Kilometers_Driven, New_Price and Price are heavily skewed. Log Transformation may be good fit.

In [None]:
pd.set_option("display.max_rows", 200) #resetting it back to 200 rows
#Checking to see if there are zeros or negative values
print('Kilometers_Driven with values <=0 : ',carsdf[carsdf['Kilometers_Driven']<=0.0].count().sum())
print('New_Price with values <=0 : ',carsdf[carsdf['New_Price']<=0.0].count().sum())
print('Price with values <=0 : ',carsdf[carsdf['Price']<=0.0].count().sum())

#### Outlier detection using IQR

Outliers in the data can distort predictions. The challenge is to know whether the data is truly an outlier or an interesting finding which should be kept.Lets compute IQR (interval from 1st quartile to the 3rd quartile) and flag entries outside 1.5*IQR as outliers.

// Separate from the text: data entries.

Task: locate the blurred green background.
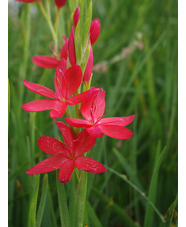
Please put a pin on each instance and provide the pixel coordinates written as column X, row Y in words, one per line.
column 135, row 61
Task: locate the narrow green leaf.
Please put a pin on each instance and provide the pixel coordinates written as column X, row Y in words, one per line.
column 80, row 200
column 124, row 177
column 73, row 4
column 33, row 204
column 119, row 211
column 94, row 220
column 42, row 201
column 62, row 200
column 85, row 21
column 51, row 208
column 153, row 185
column 17, row 171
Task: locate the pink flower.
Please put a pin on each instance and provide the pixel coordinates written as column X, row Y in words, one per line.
column 67, row 157
column 28, row 1
column 60, row 3
column 89, row 67
column 94, row 27
column 92, row 110
column 66, row 83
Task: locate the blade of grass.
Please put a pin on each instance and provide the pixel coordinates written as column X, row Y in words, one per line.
column 62, row 200
column 153, row 185
column 136, row 72
column 33, row 204
column 124, row 177
column 17, row 171
column 94, row 220
column 124, row 217
column 80, row 200
column 42, row 201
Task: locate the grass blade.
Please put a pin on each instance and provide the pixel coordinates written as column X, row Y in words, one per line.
column 153, row 185
column 124, row 177
column 42, row 201
column 94, row 220
column 33, row 204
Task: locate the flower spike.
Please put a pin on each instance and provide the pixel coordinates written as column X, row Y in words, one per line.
column 92, row 109
column 66, row 83
column 67, row 157
column 60, row 3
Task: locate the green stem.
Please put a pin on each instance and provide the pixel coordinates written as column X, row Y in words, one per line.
column 80, row 200
column 63, row 209
column 49, row 22
column 56, row 22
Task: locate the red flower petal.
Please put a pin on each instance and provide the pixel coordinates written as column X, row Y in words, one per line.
column 59, row 110
column 26, row 1
column 76, row 16
column 47, row 165
column 83, row 143
column 60, row 3
column 89, row 67
column 52, row 146
column 94, row 131
column 89, row 165
column 77, row 98
column 40, row 105
column 72, row 79
column 115, row 131
column 120, row 121
column 99, row 105
column 71, row 48
column 39, row 89
column 88, row 102
column 66, row 171
column 77, row 122
column 68, row 135
column 94, row 30
column 45, row 61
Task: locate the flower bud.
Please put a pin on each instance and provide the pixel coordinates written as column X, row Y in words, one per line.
column 94, row 30
column 76, row 16
column 71, row 48
column 89, row 67
column 60, row 3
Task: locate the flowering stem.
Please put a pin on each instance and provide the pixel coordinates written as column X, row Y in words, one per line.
column 56, row 22
column 63, row 209
column 49, row 22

The values are displayed in %

In [None]:
def frac_outside_1pt5_IQR(x):
    length = 1.5 * np.diff(np.quantile(x, [.25, .75]))
    return np.mean(np.abs(x - np.median(x)) > length[0])

num_cols=['Year','Kilometers_Driven','Mileage','Engine','Power','Seats','New_Price','Price']

for i in num_cols:
    print(i+' variable')
    print('Before log ',frac_outside_1pt5_IQR(carsdf[i])*100)
    print('After log ',frac_outside_1pt5_IQR(np.log(carsdf[i]))*100,'\n')

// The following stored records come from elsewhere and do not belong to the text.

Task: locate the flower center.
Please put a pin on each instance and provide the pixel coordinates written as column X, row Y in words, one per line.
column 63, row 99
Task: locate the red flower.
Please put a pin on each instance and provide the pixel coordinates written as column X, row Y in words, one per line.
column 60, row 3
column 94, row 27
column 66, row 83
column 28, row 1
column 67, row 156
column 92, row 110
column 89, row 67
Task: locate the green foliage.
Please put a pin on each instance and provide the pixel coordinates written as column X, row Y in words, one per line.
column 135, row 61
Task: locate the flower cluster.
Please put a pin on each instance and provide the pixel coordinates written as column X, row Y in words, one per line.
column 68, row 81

Let's check the Outlier values of the variables by blowing up the range to 4*IQR. Ignoring 'Year' and 'Seats' as the values look fine in univariate analysis and doesn't make any sense to check the values. Also notice that applying logs on variables has increased the % above.

In [None]:
#Function to calculate and display outlier values

def outlier_values(df,col):
    ''' 
    Calculate and display outlier values which are > 4*IQR
    '''
    print('Determining outlier values for: ',col)
    quartiles = np.quantile(df[col][df[col].notnull()], [.25, .75])
    col_4iqr = 4 * (quartiles[1] - quartiles[0])
    print(f'\nQ1 = {quartiles[0]}, Q3 = {quartiles[1]}, 4*IQR = {col_4iqr}')
    outlier_vals = df.loc[np.abs(df[col] - df[col].median()) > col_4iqr, col]
    print('\nOutlier values:\n',np.sort(outlier_vals.unique()))
    print('---------------------------------------------------------')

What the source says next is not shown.